China has instituted a new policy—or is actively enforcing an old policy, I’m not sure which, whereby Tibetan living Buddhas must obtain permission to reincarnate. For some time, the Chinese government has insisted that it has the sole authority to approve the appointments of both the Dalai Lama and the Panchen Lama. In 1995, the Dalai Lama announced that a search had identified the 11th Panchen Lama, who has since disappeared. As a response to the Dalai Lama’s announcement, the Chinese restarted the search and picked one at random from three finalists. Jane Macartney, writing for the Sunday Times, reports that the traditional search for a reincarnate involves clues left by the deceased and the visions of leading monks.

Technology

Apple announced new MacBook Pro laptops built around Intel’s Core i5 and Core i7 dual- and quad-core chips and a new high-speed data and display port called Thunderbolt. The new MacBook Pros are expected to be about twice as fast. While the Intel chips incorporate an integrated graphics processor, Apple included discrete AMD Radeon graphics chips on the 15- and 17-inch laptops. A new camera, capable of streaming 720p video is also included. But the big addition is Thunderbolt, Apple’s name for its implementation of Intel’s Light Peak project. Capable of a theoretical 10 Gbps symmetrical throughput, Thunderbolt is twice as fast as USB 3.0 and more than 10 times faster than FireWire 800. Initial testing will reveal how close real-world performance is to the 10 Gbps theoretical ceiling.
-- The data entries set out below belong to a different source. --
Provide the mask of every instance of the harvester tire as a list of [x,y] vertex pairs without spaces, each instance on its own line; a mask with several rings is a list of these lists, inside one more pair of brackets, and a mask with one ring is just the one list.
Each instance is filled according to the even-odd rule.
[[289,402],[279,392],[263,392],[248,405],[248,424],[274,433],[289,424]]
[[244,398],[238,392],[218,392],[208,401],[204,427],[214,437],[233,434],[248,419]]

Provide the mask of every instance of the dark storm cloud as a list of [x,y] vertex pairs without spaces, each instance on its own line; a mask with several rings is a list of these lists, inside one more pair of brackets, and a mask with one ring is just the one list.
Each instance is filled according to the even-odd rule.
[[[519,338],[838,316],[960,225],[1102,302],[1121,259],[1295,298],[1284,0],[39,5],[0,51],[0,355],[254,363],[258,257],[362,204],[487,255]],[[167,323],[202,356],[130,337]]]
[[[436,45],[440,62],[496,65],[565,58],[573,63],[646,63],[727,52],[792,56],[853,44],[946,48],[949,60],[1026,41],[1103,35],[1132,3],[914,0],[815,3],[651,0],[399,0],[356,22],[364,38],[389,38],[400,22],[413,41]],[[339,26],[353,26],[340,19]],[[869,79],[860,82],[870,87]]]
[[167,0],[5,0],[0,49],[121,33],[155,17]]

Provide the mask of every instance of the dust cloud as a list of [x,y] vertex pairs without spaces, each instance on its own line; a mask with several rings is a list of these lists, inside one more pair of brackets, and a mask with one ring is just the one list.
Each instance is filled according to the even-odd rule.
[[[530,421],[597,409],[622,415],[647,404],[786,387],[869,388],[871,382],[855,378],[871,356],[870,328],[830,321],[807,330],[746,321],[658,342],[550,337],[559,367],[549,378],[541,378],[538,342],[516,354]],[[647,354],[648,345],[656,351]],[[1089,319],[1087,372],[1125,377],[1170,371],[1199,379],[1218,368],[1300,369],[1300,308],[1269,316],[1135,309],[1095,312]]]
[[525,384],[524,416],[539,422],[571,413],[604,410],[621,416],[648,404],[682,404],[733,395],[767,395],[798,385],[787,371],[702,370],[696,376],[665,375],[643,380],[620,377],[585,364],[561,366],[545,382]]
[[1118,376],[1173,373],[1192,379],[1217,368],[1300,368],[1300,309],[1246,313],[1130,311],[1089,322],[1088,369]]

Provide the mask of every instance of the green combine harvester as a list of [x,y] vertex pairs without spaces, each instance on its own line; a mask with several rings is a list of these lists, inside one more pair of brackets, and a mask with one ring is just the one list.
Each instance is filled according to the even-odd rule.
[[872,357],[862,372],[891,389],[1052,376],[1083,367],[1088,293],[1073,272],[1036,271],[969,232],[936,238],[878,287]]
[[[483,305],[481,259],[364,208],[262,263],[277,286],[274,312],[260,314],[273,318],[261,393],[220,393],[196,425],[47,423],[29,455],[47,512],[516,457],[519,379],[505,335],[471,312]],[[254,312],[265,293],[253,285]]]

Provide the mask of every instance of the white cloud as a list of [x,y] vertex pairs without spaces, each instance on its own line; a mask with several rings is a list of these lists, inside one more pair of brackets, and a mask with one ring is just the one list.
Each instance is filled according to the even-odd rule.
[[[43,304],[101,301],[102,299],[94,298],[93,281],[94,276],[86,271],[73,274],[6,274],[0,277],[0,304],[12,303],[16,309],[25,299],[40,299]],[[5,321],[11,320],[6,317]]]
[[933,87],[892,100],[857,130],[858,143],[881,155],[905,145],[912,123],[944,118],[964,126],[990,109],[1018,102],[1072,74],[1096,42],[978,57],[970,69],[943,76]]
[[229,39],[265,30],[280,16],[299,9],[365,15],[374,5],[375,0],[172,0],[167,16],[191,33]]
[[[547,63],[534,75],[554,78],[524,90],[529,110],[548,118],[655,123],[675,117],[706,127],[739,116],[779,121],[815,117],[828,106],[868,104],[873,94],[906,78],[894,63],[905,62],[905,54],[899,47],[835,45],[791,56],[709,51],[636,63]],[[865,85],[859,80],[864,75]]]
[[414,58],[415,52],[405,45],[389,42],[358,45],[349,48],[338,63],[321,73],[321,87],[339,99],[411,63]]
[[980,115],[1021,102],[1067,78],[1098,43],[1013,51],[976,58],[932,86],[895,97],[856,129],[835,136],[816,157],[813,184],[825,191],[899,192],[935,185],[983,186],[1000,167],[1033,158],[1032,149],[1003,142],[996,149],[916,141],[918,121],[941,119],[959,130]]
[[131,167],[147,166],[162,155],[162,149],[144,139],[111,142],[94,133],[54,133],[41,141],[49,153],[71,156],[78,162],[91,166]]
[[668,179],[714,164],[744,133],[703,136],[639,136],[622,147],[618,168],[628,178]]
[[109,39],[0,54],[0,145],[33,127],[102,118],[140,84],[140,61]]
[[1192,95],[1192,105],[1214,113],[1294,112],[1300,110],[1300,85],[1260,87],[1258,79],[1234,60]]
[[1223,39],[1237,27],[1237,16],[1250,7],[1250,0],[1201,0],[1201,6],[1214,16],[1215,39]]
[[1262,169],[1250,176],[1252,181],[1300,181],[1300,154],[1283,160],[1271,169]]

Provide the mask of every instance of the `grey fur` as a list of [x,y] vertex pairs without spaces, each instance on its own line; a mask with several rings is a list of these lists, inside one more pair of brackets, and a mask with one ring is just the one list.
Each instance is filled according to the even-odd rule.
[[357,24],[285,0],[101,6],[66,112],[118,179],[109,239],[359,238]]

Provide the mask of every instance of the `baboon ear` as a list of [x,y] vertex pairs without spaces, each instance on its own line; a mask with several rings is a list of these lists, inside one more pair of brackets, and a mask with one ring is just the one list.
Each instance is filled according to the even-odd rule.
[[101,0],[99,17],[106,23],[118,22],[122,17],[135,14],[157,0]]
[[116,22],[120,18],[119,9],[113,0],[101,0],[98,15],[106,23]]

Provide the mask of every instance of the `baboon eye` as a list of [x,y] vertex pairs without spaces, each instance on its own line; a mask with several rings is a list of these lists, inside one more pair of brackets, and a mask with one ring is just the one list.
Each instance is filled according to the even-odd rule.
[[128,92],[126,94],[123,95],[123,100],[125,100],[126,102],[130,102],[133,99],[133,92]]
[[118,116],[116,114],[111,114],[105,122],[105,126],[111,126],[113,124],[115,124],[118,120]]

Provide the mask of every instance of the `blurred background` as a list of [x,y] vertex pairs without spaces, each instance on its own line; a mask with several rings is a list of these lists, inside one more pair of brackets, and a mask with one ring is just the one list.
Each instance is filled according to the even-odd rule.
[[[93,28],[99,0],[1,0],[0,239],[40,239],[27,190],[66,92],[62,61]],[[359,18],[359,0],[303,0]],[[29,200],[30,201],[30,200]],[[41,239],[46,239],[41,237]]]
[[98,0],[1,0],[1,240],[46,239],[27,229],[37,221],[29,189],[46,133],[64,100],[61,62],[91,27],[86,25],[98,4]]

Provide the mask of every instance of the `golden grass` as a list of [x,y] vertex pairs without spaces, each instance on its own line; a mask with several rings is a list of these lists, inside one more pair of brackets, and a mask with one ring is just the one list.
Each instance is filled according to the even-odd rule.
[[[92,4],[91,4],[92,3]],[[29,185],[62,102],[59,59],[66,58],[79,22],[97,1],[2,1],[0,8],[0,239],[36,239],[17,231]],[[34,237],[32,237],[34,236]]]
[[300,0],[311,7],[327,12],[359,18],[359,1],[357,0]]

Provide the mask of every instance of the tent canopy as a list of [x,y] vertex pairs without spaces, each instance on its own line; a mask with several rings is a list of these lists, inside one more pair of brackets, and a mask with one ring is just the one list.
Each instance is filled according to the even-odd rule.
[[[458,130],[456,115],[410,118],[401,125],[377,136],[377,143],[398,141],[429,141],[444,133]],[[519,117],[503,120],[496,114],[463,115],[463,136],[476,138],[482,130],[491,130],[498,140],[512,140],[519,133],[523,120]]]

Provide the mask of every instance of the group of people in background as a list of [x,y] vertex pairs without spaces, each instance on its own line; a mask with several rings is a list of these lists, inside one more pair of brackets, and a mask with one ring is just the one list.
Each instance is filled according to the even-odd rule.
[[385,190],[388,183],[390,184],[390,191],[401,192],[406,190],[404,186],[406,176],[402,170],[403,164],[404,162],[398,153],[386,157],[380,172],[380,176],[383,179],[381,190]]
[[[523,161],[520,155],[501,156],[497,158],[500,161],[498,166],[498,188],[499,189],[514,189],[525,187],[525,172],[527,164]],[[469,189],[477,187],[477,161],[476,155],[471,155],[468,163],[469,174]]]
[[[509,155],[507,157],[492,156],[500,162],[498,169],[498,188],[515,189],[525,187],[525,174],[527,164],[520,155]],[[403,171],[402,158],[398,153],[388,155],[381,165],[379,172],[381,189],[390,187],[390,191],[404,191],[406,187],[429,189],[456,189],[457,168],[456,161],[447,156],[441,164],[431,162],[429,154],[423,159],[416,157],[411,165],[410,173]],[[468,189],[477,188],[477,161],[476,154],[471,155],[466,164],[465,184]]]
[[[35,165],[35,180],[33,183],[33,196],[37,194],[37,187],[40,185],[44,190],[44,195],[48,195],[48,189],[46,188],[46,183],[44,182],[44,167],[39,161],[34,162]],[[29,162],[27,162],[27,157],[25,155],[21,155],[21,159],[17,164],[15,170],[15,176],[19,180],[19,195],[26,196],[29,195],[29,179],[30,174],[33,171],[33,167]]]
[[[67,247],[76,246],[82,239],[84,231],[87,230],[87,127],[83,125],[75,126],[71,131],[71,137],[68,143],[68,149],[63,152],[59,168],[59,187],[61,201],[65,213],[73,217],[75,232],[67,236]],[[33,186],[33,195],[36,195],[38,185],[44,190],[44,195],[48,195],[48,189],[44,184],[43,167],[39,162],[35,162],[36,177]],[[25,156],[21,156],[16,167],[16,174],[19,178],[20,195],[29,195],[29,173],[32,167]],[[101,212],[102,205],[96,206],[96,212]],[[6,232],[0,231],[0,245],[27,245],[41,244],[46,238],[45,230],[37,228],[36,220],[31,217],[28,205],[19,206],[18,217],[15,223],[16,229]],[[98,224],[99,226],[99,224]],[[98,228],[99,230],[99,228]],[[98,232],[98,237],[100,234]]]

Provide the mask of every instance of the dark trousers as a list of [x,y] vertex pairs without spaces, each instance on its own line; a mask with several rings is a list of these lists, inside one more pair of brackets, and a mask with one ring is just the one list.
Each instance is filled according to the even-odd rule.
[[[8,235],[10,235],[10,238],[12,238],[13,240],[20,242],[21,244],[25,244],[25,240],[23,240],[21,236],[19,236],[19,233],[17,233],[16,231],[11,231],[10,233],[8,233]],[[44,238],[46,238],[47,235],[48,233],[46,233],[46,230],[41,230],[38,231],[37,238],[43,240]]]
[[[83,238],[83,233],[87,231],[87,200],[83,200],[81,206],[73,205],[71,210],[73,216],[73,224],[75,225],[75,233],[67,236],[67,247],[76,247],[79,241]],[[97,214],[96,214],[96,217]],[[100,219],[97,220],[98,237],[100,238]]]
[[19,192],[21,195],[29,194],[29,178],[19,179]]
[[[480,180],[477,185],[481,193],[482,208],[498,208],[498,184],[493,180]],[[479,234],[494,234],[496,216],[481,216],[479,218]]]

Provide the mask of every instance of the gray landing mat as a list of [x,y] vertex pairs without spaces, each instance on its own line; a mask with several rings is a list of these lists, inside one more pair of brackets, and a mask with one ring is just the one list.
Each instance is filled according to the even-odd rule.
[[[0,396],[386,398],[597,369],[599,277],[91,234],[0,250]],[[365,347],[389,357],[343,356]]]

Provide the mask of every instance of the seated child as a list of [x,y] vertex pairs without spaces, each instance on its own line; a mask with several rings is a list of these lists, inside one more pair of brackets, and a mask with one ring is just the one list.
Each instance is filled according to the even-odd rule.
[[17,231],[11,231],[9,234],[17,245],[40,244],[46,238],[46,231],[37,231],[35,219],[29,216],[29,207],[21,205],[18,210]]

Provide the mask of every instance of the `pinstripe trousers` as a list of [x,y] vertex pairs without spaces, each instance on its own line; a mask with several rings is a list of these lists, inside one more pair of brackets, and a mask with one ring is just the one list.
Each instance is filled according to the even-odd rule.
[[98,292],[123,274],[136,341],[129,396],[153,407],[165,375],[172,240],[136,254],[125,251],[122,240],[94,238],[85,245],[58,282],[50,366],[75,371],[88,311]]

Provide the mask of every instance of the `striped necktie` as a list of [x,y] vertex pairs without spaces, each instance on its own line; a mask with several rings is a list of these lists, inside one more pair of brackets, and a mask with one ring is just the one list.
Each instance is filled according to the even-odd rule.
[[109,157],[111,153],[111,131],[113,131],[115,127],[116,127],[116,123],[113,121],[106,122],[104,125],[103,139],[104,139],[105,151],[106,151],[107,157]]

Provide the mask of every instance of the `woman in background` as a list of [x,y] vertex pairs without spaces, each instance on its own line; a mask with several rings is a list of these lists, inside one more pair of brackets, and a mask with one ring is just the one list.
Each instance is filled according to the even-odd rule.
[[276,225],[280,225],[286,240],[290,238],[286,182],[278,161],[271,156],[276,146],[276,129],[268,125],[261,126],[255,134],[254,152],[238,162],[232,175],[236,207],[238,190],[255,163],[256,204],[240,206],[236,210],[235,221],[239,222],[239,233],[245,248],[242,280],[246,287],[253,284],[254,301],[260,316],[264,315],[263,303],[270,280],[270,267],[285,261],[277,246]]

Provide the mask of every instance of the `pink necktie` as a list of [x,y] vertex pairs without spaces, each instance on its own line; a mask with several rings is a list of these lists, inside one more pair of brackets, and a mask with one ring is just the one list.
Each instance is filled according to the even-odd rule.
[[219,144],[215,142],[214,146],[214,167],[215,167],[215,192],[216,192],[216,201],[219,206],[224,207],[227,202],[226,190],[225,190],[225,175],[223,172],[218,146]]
The Thunderbolt port provides up to 10 watts of power to a maximum of six daisy-chained peripherals—either high-performance data devices or a single high-resolution display. It’s unfortunate that Apple’s initial implementation supports only a single display. Originally designed to use fiber-optic cable, Apple’s initial iteration of Thunderbolt will use copper interconnects and will be limited to three-meter cable lengths. The Thunderbolt port on the new MacBook Pros looks just like Apple’s Mini DisplayPort and monitors that support Mini DisplayPort can be connected to Thunderbolt as can DisplayPort, DVI, HDMI, and VGA devices with Mini DisplayPort adapters. Imagine that, a new port from Apple that doesn’t require new connectors.